Tanya Ridley, a metal lather and the only other female hard hat at Tower 4, said her favorite part of the job is its hands-on usefulness.

“You work hard, you get dirty, you know it’s worth it,” she said, grinning.

Ridley, 32, said she doesn’t mind being one of the only women on the site, and the men she works with don’t seem to mind either.

“If I’m not as strong as they are physically, I’m willing to work hard to get it done, just like anyone else,” she said.

Ridley initially worked as a secretary and a receptionist after high school, unaware that construction was even an option. Women are funneled into college, the military or low-paying, unrewarding jobs like home healthcare, she said, when the building trades might be a better fit.

Ridley may never have broken into construction at all, but two years ago she heard about a Chelsea group called Nontraditional Employment for Women.

NEW runs six-week training programs designed to launch women into careers in construction and other building, transportation and energy trades. Participants brush up on math skills, learn to read blueprints and practice toting 63-pound buckets up flights of stairs. NEW trained nearly 500 women last year, most of them lower-income minorities, and has been encouraging women to work in construction since 1978. Ridley did the program in 2007 and said it gave her the skills she needed to get a union job.

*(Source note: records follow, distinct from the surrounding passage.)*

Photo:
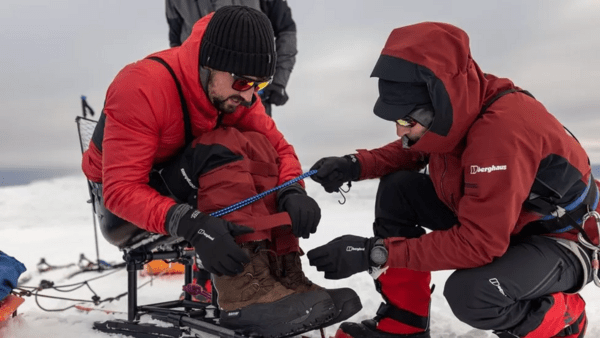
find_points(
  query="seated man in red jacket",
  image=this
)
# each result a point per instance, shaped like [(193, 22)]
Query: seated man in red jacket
[(183, 134), (509, 197)]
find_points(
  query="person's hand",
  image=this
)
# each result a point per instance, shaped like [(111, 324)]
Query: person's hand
[(343, 256), (333, 172), (303, 210), (212, 238), (275, 94)]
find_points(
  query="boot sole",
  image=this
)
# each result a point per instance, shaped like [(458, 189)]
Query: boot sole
[(291, 315), (346, 307)]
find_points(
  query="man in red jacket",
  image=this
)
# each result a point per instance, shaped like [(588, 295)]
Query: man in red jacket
[(509, 197), (183, 134)]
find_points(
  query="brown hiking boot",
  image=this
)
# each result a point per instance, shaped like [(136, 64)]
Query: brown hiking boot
[(254, 303), (287, 269), (254, 285)]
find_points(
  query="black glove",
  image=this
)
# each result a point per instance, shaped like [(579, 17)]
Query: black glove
[(343, 256), (212, 238), (332, 172), (275, 94), (304, 211)]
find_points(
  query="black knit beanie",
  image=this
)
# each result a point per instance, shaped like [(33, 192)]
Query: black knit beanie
[(239, 40)]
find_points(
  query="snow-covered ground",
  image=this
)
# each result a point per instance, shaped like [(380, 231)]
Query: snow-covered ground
[(50, 219)]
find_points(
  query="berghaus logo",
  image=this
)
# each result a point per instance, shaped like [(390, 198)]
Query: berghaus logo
[(475, 169)]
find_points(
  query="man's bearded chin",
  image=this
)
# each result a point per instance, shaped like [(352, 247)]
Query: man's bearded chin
[(228, 109), (407, 143)]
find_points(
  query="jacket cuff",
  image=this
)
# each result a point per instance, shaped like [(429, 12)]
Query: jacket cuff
[(355, 168), (174, 215), (291, 189)]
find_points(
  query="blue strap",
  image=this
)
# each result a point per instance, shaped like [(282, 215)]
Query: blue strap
[(255, 198), (576, 202)]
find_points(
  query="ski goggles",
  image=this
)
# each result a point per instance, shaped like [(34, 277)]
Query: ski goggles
[(408, 122), (242, 84)]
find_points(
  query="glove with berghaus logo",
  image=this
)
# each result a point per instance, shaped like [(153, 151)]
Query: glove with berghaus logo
[(211, 237), (343, 256)]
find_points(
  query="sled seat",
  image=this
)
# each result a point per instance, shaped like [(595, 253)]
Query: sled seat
[(139, 246), (115, 230)]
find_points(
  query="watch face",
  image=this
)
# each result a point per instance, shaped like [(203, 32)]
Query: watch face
[(379, 255)]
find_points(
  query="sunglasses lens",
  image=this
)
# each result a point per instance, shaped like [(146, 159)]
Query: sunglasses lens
[(405, 123), (262, 85), (242, 85)]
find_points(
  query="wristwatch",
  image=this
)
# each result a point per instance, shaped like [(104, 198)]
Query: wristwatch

“Things are changing,” said Kathleen Culhane, vice president of programs at NEW. “Doors are opening like never before… . Today, it’s not such a rarity to see not only one woman but a handful of women on a job site, working in construction.”

On a Friday afternoon last month, NEW held a graduation for 12 women who had just completed the six-week program. The brief but boisterously heartfelt ceremony took place on the third floor of NEW’s W. 20th St. building, beneath posters reading “Celebrate Men Working With Women” and images of NEW’s logo, which looks like the symbol for “female” with a hammer instead of the “T.”

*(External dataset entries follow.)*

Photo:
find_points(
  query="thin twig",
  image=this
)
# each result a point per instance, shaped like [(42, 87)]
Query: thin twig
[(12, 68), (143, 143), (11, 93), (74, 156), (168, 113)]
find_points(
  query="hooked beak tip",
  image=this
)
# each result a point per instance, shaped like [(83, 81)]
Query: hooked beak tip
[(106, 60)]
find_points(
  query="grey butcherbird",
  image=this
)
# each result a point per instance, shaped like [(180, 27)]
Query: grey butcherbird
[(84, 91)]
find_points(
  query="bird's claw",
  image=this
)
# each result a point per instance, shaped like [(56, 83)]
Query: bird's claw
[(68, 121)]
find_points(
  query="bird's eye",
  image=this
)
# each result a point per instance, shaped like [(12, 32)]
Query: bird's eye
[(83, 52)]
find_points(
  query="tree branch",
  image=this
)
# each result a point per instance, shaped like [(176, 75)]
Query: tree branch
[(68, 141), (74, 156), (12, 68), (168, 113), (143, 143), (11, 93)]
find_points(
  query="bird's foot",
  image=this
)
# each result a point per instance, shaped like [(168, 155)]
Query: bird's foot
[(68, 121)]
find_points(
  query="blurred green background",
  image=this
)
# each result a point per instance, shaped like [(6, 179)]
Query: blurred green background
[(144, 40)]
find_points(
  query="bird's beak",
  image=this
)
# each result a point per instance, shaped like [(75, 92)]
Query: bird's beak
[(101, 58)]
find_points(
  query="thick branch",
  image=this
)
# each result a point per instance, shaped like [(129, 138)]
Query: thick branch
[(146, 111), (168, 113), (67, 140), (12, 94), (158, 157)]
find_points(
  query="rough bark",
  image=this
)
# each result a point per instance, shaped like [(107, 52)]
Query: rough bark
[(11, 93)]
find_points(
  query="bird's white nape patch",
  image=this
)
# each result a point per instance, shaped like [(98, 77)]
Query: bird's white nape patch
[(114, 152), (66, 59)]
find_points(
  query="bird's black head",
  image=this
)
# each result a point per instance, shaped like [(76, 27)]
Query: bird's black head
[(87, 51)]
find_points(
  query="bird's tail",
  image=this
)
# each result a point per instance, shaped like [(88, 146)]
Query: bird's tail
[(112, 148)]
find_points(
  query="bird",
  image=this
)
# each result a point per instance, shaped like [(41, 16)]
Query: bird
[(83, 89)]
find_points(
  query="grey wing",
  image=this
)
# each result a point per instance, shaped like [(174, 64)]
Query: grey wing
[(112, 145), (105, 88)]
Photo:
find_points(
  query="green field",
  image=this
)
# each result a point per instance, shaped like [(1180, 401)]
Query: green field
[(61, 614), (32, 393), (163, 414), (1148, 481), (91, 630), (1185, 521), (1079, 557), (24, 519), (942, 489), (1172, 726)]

As each woman’s name was called to receive a completion certificate, the others cheered, making up for the lack of friends and family members in the very small audience.

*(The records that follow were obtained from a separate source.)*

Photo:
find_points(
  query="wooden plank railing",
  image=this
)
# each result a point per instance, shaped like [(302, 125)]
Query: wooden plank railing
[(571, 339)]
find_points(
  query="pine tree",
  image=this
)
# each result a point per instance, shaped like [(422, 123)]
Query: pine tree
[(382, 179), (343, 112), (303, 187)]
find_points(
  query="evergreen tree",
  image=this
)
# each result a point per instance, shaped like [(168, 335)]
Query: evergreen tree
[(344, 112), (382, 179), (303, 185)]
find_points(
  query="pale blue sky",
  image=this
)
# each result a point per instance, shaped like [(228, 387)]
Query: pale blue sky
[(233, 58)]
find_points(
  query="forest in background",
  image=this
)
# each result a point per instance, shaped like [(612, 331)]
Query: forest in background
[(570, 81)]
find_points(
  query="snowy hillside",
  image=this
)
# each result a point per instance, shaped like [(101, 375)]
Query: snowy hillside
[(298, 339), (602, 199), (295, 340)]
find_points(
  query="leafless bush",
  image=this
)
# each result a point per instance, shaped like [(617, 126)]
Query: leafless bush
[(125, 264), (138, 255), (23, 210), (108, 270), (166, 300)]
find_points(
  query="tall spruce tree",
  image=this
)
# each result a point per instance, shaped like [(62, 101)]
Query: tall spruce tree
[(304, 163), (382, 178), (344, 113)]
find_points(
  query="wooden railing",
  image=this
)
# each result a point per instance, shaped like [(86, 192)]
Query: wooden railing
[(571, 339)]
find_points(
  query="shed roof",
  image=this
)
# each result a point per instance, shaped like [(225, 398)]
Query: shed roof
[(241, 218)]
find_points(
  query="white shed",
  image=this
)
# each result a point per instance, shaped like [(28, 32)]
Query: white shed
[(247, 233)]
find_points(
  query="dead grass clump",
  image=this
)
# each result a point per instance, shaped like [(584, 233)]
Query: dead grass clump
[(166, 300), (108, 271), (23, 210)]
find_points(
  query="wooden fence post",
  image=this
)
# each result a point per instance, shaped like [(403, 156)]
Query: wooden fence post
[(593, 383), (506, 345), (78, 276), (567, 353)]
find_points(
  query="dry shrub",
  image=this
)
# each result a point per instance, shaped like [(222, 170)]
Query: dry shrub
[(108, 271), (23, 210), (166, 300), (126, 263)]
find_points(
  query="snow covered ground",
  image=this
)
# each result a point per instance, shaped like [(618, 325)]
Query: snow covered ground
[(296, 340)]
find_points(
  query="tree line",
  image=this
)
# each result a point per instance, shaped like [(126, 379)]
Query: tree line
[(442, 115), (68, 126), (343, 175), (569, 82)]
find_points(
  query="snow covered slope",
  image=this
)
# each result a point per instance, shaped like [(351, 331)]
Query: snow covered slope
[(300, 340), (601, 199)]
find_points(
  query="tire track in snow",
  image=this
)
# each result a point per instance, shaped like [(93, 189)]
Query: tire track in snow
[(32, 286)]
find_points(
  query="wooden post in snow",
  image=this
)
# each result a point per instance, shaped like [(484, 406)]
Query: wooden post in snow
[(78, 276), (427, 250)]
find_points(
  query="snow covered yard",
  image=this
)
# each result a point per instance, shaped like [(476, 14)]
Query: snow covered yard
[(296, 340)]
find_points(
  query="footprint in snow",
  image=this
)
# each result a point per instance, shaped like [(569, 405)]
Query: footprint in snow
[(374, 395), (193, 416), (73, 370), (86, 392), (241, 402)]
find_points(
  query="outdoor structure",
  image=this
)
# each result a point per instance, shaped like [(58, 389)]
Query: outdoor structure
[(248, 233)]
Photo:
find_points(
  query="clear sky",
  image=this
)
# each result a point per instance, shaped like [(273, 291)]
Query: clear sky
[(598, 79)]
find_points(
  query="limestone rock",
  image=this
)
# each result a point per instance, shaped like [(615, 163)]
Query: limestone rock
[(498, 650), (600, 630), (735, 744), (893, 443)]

(Before the ceremony started, one of the NEW leaders asked if any of the women were waiting on a guest. “It’s just us,” one of the students replied. Pointing to her fellow graduates, she added, “My guest is right here.”)

After impromptu speeches that left nearly everyone in tears, the graduates ate pizza and reflected on the demanding six weeks behind them and their plans for the future.

Taja Brown, 28, hopes to join a union so she can continue working in construction but get paid better wages. When she was 19, she helped her father fix up a house, and she fell in love with the work. Since then, she’s been getting jobs wherever she can.

“I like the looks I get in Home Depot,” Brown said, especially when she’s picking out an unusual tool or material. “People stare, like, ‘What do you know about that?’”

Brown once picked up a customer that way — a man saw her looking at tools in the tiling section, and she wound up tiling his entire basement. Brown has gotten some tiling jobs partly because she’s female, since customers expect her to be more detailed and precise, she said.

“But a lot of people assume I can’t do it,” Brown added. “I like to show them and prove them wrong.”

There is no typical NEW student. Other members of the graduating class included Cerise Bunch, a freckled 40-year-old woman from the Bronx, and Ruth Zuniga, a 20-year-old from Spanish Harlem. Bunch has an engineering degree but can’t find a job, so she decided to give the blue-collar industry a shot. She hopes to work for Con Edison or the Fire Dept. Zuniga had to complete her G.E.D. so she could apply to NEW, and now she wants to work as a bricklayer.

One of the only parents to attend the graduation was Stephanie Spencer, whose daughter Rashida Johnson, 26, had just completed the program. Johnson graduated collage and had worked in public relations but was laid off, her mother said.

“It’s wonderful that she’s getting a chance to go out there in the world and compete with guys,” Spencer said. “Women coming into construction, electrical, plumbing work — this is the last frontier, so good for them.”